- المجرم
- Directed by: Salah Abu Seif; Ismail Hassan (assistant director);
- Starring: Shams al-Baroudi; Hassan Youssef; Amina Rizk; Mohamed Awad; Hamdy Ahmed; Soheir El-Barouni; Gamal Ismail;
- Cinematography: Mahmoud Nasr
- Music by: Gamal Salama
- Release date: September 3, 1978;
- Country: Egypt
- Language: Arabic

= The Criminal (1978 film) =

The Criminal (المجرم transliterated as Shasha’a) is an Egyptian film released on September 3, 1978. The film is directed by Salah Abu Seif and based on the novel Thérèse Raquin by Émile Zola. It is the second adaptation by Abu Seif of this work he first adapted as Your Day Will Come, released in 1951.

==Synopsis==
The idiot Zaghloul (Mohamed Awad) marries his cousin Insaf (Shams al-Baroudi), and they live with his mother (Amina Rizk), the owner of the public bath. Zaghloul's colleague Mounir (Hassan Youssef), a gambler, comes to seize the family fortune to feed his habit and sets up Zaghloul to drown, claiming falsely not to know how to swim to save him.
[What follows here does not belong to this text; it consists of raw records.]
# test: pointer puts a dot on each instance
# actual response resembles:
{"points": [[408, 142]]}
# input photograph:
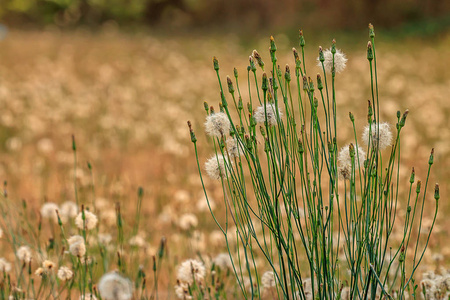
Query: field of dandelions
{"points": [[101, 197]]}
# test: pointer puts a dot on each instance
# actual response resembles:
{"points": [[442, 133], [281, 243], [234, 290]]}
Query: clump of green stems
{"points": [[345, 233]]}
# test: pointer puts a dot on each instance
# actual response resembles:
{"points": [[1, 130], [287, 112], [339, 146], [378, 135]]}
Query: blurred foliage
{"points": [[254, 14]]}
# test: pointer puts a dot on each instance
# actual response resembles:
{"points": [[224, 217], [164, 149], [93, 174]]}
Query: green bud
{"points": [[262, 130], [371, 31], [403, 119], [230, 85], [369, 51], [351, 150], [216, 63], [413, 173], [311, 85], [240, 104], [319, 82], [301, 38], [74, 145], [258, 59], [305, 83], [252, 64], [431, 160], [273, 47], [265, 83], [321, 56], [191, 131], [436, 192], [266, 145], [224, 100], [419, 184], [352, 117], [287, 74]]}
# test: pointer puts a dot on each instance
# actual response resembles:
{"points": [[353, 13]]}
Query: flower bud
{"points": [[216, 63]]}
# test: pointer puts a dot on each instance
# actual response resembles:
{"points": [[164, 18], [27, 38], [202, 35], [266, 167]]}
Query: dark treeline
{"points": [[343, 14]]}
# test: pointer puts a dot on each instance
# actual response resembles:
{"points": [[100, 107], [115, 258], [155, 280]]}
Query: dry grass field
{"points": [[126, 99]]}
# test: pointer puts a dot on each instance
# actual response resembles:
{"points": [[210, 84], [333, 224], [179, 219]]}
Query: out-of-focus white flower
{"points": [[113, 286], [191, 270], [90, 220], [340, 61]]}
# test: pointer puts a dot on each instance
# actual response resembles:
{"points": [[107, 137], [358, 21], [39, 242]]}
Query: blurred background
{"points": [[124, 76]]}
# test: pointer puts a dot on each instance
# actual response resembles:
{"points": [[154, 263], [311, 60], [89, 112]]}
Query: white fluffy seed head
{"points": [[340, 61], [269, 110], [268, 280], [234, 151], [69, 210], [191, 270], [217, 124], [64, 273], [379, 135], [182, 291], [77, 249], [24, 254], [48, 211], [48, 265], [112, 286], [215, 167], [345, 163], [90, 220]]}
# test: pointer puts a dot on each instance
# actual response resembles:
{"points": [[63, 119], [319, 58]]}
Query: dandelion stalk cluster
{"points": [[320, 210]]}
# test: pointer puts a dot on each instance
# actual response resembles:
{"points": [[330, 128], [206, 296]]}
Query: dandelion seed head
{"points": [[24, 254], [271, 111], [64, 273], [90, 220], [182, 291], [191, 270], [268, 280], [5, 266], [69, 210], [48, 211], [104, 238], [217, 124], [383, 139], [215, 167], [113, 286], [234, 147], [39, 271], [340, 61]]}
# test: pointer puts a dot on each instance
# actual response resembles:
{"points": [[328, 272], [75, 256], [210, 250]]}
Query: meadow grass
{"points": [[125, 101]]}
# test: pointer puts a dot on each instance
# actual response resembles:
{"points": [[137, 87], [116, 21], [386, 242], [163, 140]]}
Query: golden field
{"points": [[126, 99]]}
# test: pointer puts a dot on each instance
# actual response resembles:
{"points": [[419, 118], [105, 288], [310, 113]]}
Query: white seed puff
{"points": [[113, 286], [90, 220], [340, 61]]}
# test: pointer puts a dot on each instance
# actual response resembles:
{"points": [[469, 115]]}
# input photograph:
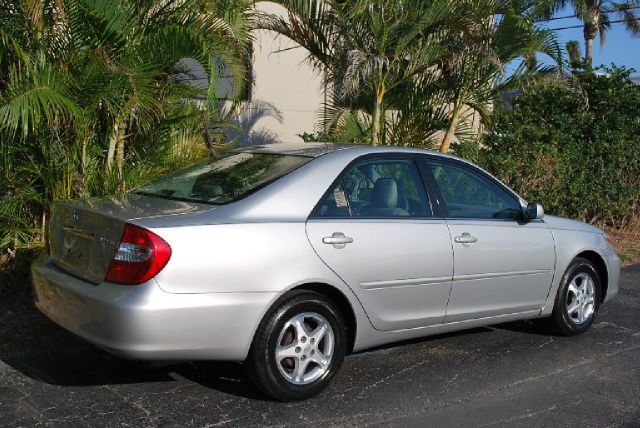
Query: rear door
{"points": [[376, 229], [503, 265]]}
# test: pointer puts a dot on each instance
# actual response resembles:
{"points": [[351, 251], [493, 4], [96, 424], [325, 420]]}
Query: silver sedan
{"points": [[287, 257]]}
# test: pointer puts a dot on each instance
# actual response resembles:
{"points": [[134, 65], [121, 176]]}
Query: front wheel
{"points": [[298, 348], [578, 298]]}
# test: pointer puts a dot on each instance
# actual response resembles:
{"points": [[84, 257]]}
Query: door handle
{"points": [[466, 238], [338, 240]]}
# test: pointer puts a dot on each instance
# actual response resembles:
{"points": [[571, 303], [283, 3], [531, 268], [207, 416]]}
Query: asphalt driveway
{"points": [[501, 376]]}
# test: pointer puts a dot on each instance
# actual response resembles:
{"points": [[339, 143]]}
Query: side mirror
{"points": [[534, 211]]}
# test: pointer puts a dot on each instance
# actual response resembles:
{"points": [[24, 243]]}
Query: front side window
{"points": [[224, 180], [469, 194], [377, 188]]}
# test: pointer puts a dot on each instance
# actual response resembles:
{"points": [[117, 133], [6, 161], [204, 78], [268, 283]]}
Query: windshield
{"points": [[221, 181]]}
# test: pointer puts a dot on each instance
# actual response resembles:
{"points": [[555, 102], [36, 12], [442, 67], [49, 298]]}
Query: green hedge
{"points": [[571, 144]]}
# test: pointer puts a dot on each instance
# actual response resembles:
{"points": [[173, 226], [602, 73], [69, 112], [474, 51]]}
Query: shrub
{"points": [[572, 145]]}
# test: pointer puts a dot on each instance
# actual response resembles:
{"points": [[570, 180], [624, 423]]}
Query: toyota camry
{"points": [[287, 257]]}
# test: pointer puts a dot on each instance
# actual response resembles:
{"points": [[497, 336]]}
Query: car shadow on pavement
{"points": [[37, 348]]}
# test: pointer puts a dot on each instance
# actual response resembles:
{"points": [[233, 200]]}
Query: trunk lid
{"points": [[84, 234]]}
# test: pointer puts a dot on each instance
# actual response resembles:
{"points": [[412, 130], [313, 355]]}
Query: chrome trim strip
{"points": [[414, 282], [471, 277], [375, 285]]}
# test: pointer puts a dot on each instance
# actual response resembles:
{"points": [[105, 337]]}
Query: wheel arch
{"points": [[329, 291], [341, 301], [601, 268]]}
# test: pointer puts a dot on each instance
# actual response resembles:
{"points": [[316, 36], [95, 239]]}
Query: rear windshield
{"points": [[223, 180]]}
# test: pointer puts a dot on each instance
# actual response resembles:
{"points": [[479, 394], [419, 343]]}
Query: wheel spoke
{"points": [[321, 360], [298, 324], [300, 369], [573, 307], [573, 288], [319, 332], [297, 348], [283, 352], [580, 313]]}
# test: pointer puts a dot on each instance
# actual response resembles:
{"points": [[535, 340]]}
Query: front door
{"points": [[375, 229], [503, 265]]}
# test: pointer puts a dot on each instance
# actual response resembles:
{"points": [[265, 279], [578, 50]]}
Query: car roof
{"points": [[316, 149]]}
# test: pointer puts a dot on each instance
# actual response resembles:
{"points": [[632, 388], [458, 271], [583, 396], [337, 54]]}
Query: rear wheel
{"points": [[578, 298], [298, 348]]}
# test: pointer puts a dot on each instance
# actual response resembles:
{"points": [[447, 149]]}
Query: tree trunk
{"points": [[589, 51], [451, 131], [120, 157], [377, 116], [113, 140], [590, 32]]}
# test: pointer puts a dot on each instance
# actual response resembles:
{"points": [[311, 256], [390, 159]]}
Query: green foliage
{"points": [[571, 145], [404, 72], [91, 102]]}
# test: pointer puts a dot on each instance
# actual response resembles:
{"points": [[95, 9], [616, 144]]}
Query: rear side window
{"points": [[221, 181], [377, 188], [469, 194]]}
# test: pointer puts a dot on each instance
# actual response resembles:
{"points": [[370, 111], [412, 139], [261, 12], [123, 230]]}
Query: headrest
{"points": [[385, 193]]}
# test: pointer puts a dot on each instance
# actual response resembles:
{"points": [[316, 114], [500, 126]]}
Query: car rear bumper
{"points": [[144, 322]]}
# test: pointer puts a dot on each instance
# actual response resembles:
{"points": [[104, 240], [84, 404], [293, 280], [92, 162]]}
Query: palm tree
{"points": [[499, 55], [370, 50], [395, 66], [596, 17], [89, 85]]}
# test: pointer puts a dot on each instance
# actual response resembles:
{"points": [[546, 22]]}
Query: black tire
{"points": [[262, 367], [561, 321]]}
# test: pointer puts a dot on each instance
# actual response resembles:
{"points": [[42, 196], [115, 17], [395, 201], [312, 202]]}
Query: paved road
{"points": [[503, 376]]}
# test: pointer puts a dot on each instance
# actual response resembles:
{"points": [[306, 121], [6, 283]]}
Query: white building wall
{"points": [[287, 94]]}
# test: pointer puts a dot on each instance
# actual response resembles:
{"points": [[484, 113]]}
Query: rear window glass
{"points": [[224, 180]]}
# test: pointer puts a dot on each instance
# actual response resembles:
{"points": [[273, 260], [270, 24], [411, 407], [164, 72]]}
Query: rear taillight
{"points": [[140, 256]]}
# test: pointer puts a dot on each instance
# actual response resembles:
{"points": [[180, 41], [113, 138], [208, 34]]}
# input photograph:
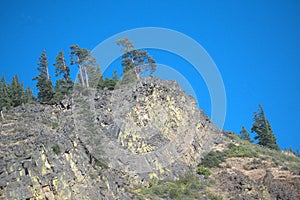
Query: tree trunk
{"points": [[81, 75], [86, 78]]}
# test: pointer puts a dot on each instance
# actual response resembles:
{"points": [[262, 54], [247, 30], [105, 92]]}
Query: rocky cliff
{"points": [[122, 144]]}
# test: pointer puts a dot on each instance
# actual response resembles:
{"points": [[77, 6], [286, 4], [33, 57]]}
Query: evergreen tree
{"points": [[44, 84], [108, 83], [28, 95], [262, 127], [135, 62], [244, 134], [64, 85], [5, 100], [16, 92], [89, 70]]}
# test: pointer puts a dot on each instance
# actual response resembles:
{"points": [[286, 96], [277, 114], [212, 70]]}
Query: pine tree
{"points": [[262, 127], [16, 92], [89, 70], [108, 83], [135, 62], [44, 84], [28, 95], [244, 134], [64, 85], [5, 101]]}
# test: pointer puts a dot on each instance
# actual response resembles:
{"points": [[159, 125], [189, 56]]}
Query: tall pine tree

Then Mounir asks for Insaf's hand in marriage and receives it reluctantly. The truth about Mounir's misdeeds comes to light, and he abuses Insaf. Hassouna (Hamdy Ahmed), a neighbor, becomes suspicious of him and comes to learn of the unsavory qualities, including his lie about being unable to swim.